Fall is an excellent time to start an organic lawn care program.
Join local organic lawn professional Scott Reil on Sept. 12 from 6:30-8:30 p.m. in the Hubbard Room at Russell Library in Middletown to learn how to make the transition to a safe and beautiful chemical-free lawn.
Lawns maintained with synthetic fertilizers and pesticides pose a serious health threat to people, pets and the environment. Lawn-care chemicals applied by homeowners or lawn-care companies contain potent toxins that kill weeds and pests, but scientific evidence show that these chemicals also affect other living beings.
When we apply these chemicals and walk on our grass, we also carry these dangers inside our homes where they linger and take longer to break down.
Exposure to certain lawn-care pesticides has been associated with increased risk of asthma and several types of childhood and adult cancers, birth defects, reproductive problems, nervous and immune system disorders, and liver and kidney damage.

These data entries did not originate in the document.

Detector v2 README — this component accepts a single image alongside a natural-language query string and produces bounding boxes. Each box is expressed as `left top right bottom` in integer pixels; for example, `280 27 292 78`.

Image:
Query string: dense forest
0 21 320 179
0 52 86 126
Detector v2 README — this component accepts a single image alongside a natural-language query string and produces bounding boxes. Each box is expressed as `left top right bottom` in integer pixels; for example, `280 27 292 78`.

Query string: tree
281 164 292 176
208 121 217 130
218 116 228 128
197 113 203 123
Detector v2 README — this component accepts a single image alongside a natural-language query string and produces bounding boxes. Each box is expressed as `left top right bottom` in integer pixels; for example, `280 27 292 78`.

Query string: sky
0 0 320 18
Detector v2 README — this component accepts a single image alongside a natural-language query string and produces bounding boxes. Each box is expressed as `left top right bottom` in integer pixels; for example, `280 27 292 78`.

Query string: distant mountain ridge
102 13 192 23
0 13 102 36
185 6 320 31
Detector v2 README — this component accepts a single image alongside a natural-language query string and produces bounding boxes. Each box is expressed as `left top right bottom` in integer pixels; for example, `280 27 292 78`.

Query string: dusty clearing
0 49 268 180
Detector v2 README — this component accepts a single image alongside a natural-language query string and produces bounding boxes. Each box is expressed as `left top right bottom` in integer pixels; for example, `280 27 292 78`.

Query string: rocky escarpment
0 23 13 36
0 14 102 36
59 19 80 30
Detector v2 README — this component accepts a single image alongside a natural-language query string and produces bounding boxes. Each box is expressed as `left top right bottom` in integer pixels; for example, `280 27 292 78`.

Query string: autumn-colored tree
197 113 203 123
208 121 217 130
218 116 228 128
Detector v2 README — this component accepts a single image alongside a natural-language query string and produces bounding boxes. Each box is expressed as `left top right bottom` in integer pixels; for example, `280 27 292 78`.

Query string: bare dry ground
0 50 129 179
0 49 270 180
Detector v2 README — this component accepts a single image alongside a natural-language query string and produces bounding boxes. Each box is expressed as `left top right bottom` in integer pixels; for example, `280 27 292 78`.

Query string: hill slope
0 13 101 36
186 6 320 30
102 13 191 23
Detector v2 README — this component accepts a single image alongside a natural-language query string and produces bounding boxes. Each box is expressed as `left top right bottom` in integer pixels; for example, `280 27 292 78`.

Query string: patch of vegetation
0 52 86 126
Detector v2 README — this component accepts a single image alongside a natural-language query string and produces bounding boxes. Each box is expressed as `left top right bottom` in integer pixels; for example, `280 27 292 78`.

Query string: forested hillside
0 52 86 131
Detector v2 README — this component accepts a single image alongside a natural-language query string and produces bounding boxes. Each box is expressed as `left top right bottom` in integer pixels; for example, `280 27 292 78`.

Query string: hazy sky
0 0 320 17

Lawn chemicals also make their way into the environment through rain runoff and are passed along through the food chain, contaminating fish and wildlife. Many Canadian towns have banned the use of pesticides on private lawns due to health and environmental concerns.
You can have a healthy, green, beautiful without using harmful chemicals. Come and learn how. Scott will review the basics and then answer questions.

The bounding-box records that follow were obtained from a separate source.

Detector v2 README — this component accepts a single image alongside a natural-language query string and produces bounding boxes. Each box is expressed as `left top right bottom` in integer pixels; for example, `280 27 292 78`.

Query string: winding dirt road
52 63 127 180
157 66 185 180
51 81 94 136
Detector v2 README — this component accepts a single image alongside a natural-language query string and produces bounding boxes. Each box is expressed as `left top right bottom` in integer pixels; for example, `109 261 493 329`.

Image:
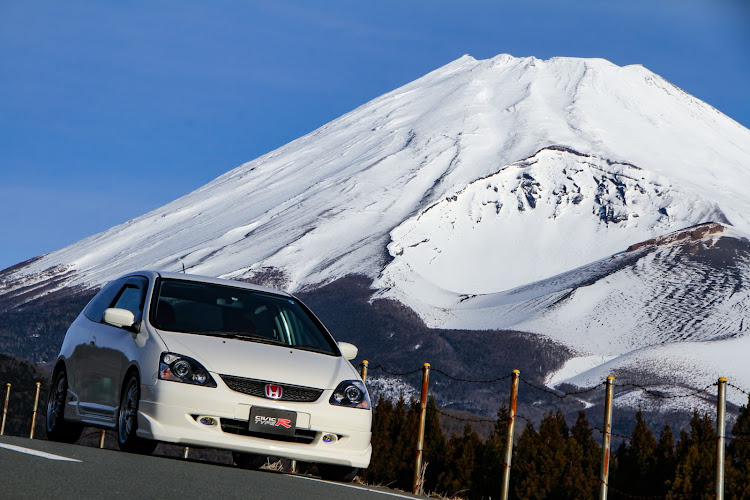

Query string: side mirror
104 307 135 330
338 342 359 361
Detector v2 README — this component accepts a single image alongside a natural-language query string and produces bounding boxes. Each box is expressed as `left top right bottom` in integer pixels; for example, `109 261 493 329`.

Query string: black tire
318 464 359 483
45 368 83 443
232 451 267 469
117 373 157 455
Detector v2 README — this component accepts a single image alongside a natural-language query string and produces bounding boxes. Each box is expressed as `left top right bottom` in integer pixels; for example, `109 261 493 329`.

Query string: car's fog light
323 434 339 443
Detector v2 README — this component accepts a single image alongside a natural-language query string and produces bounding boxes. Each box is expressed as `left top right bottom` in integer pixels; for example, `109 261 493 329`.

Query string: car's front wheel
318 464 359 483
117 373 157 455
45 368 83 443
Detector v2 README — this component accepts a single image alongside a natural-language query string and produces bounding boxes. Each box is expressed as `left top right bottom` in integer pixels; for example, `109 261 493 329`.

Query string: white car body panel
51 271 372 468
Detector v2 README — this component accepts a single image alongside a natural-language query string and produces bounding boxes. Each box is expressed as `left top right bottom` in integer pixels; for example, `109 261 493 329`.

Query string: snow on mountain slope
379 223 750 404
5 55 750 300
378 147 726 296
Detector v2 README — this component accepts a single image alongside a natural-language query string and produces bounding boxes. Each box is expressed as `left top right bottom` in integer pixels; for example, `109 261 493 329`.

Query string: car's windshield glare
150 279 335 354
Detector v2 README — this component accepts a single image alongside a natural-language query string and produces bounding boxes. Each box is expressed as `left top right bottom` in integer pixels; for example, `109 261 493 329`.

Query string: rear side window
83 278 127 323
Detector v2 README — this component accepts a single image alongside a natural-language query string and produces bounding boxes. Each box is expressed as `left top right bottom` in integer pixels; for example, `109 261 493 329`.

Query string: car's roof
126 270 291 297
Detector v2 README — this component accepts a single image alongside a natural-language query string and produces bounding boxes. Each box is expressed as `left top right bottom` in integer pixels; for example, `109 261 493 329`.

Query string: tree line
361 398 750 499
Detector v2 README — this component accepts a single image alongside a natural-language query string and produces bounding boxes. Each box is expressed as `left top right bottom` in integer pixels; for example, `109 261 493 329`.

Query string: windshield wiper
199 331 287 346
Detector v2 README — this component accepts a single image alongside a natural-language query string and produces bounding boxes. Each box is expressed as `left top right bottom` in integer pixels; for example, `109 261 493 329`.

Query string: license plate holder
248 406 297 436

Project Green Lawn is a public awareness campaign to encourage residents and businesses to maintain healthy lawns free of chemicals. It is a project of the Middletown Public Works Department, Middletown Resource Recycling Advisory Commission and Conservation Commission, with the support and assistance from the Connecticut River Coastal Conservation District and The Jonah Center.
Copies of The Organic Lawn Care Manual by Paul Tukey will be available through the Connecticut River Coastal Conservation District at the workshop on Sept. 12.